Work: The Great Equalizer

I write this essay to honor my friend Dan, another friend who died recently, and another friend whom I met at work.  To describe my friendship with Dan I first have to describe my relationship with myself at that time of my life: I was self-conscious, believed I was not good enough, acutely aware that I was the first person in my family to go to college and every day felt unworthy.  And Dan was part of the family who controlled The New York Times.  He scared me.  To be truthful everybody scared me, but few more than Dan.  He was brash and direct and funny and biting and quick-witted and I could not keep up.

We were assigned to a project together that required us to visit movie studios together in L.A.  The first night at dinner, over an exceptionally good bottle of wine that Dan chose, he started a conversation about “The List” – the list of very famous people who could sit down next to you on a plane and say, “I want to sleep with you” and it doesn’t count as cheating.  Now Dan and I were each happily married and talked about our respective spouses all the time, so this was one of those conversations that was simply pure laughter, with each of us making fun of the other person’s list.  I remember that Michael Douglas and Bruce Springsteen were both on my list.

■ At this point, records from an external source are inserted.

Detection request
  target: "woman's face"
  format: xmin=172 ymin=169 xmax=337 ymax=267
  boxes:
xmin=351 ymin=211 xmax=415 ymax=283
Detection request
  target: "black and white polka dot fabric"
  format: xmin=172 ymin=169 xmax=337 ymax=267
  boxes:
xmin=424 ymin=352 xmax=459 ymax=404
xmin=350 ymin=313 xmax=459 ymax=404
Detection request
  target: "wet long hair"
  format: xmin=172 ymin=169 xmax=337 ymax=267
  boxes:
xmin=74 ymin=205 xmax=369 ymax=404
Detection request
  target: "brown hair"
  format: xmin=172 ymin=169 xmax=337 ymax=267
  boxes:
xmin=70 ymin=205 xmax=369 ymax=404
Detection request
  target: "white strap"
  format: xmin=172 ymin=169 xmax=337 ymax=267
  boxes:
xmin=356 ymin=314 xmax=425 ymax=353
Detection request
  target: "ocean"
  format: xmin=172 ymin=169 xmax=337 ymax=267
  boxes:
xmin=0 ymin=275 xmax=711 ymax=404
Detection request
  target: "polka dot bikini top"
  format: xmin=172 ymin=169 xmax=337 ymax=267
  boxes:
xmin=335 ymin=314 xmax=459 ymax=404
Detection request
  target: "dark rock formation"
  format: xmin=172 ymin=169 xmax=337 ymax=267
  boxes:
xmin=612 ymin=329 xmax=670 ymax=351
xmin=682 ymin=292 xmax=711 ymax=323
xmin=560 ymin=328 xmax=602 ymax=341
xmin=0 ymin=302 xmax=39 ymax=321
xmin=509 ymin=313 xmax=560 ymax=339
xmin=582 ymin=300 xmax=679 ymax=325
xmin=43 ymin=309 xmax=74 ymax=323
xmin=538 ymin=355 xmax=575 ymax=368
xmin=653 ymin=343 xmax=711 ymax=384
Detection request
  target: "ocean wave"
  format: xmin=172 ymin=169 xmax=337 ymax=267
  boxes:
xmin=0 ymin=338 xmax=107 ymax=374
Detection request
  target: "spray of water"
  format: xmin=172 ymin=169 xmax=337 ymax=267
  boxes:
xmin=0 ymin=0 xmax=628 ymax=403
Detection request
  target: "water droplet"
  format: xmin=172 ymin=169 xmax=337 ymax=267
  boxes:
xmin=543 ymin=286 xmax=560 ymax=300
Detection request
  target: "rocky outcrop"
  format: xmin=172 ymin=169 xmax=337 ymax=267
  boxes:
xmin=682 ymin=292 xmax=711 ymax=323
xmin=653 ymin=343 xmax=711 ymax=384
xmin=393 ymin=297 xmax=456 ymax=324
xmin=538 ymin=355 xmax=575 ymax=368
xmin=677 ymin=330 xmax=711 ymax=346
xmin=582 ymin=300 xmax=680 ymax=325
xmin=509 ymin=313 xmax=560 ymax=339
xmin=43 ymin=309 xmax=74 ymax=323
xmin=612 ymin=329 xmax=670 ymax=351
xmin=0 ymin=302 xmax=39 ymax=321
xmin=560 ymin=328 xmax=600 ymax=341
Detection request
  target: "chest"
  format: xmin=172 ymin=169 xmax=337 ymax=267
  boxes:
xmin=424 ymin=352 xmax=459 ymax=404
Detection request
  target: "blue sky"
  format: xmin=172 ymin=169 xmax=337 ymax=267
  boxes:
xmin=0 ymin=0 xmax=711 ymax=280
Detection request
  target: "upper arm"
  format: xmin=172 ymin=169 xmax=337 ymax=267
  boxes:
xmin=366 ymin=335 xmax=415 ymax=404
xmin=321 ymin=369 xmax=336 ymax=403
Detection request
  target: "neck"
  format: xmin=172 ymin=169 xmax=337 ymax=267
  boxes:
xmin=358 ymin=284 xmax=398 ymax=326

The next day we had a business lunch at The Beverly Hills Grille with the head of Marketing at a major studio and Dan started telling the man about my list. Before I knew it the executive was saying, “Well Michael Douglas is right over there.  Let me go get him.”  I was terrified of what Dan might say!  Would he be dignified or sheer ornery?  Michael Douglas came over to our table to say hello to the executives of the New York Times and, much to my relief, Dan chose dignified.  But our friendship was solidified and we laughed about that day for a decade.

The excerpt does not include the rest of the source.